Your understanding is correct; you need to have a well-defined reference level for the Fermi level if you want to make comparisons between different systems (for example, comparing work functions of different surfaces for the same metal or different metals). In addition to subtle variations due to pseudopotential selection, you'll also have different Fermi level / work function predictions depending on how many layers of material you include, how many layers you are freezing, whether you are using a symmetric or asymmetric slab, etc. For example, for metals, it's well-known that the work function converges somewhat slowly in an oscillatory fashion with respect to layer thickness.
For condensed phases with 3D periodicity, you don't have a well-defined reference level. You also cannot have a bulk system that has a finite charge; it's electrostatic potential energy is undefined (in reciprocal space, the electrostatic potential diverges at the gamma point) since you'd have a periodic collection of charged cells.
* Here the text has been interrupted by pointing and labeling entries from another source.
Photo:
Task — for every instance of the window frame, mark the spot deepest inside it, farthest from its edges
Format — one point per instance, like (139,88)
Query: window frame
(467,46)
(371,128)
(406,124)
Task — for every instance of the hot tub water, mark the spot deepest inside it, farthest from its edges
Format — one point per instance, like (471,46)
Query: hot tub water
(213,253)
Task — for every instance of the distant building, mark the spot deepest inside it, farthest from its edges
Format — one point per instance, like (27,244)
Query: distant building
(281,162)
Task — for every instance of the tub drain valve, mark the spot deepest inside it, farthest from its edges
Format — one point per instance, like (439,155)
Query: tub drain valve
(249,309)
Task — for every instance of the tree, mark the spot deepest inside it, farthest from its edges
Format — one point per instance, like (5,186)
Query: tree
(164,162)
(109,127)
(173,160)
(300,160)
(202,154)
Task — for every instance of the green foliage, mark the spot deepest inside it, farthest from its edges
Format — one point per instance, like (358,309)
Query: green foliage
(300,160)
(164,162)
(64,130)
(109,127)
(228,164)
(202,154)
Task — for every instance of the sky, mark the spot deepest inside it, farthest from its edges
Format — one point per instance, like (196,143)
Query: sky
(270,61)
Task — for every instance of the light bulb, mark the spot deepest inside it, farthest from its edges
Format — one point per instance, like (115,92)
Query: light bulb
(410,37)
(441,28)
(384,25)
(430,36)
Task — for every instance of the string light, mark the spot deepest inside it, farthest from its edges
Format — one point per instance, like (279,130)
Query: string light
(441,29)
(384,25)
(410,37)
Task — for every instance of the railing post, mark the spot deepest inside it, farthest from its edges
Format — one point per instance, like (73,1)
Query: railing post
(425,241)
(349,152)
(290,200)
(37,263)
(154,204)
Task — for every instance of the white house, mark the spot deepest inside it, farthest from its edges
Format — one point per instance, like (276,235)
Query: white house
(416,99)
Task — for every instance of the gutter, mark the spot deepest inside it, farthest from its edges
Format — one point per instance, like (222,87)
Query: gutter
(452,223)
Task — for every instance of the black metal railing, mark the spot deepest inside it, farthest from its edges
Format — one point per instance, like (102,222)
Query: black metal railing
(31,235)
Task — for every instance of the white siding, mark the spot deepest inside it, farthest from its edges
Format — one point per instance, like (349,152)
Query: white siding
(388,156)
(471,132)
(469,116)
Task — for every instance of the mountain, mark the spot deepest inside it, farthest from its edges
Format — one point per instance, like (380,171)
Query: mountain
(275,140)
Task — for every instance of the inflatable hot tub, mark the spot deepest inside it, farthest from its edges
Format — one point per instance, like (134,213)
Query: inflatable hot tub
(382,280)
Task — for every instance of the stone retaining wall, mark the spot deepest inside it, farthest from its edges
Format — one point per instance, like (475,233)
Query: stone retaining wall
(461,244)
Most planewave DFT codes will insert a uniform background charge (equivalent to setting the electrostatic potential at the gamma point to zero) to cancel the net charge to avoid this and still enable the calculation to converge. For these reasons, you couldn't build an electrochemical model for a bulk (3D periodic) structure or easily use a GC-SCF method.
But essentially, the work function and electrode potential are inherently surface-dependent properties because they require the presence of an interface to even define them in the first place. You'd also need to include some sort of compensating charge distribution (like an electrical double layer) to keep the system at a net neutral charge.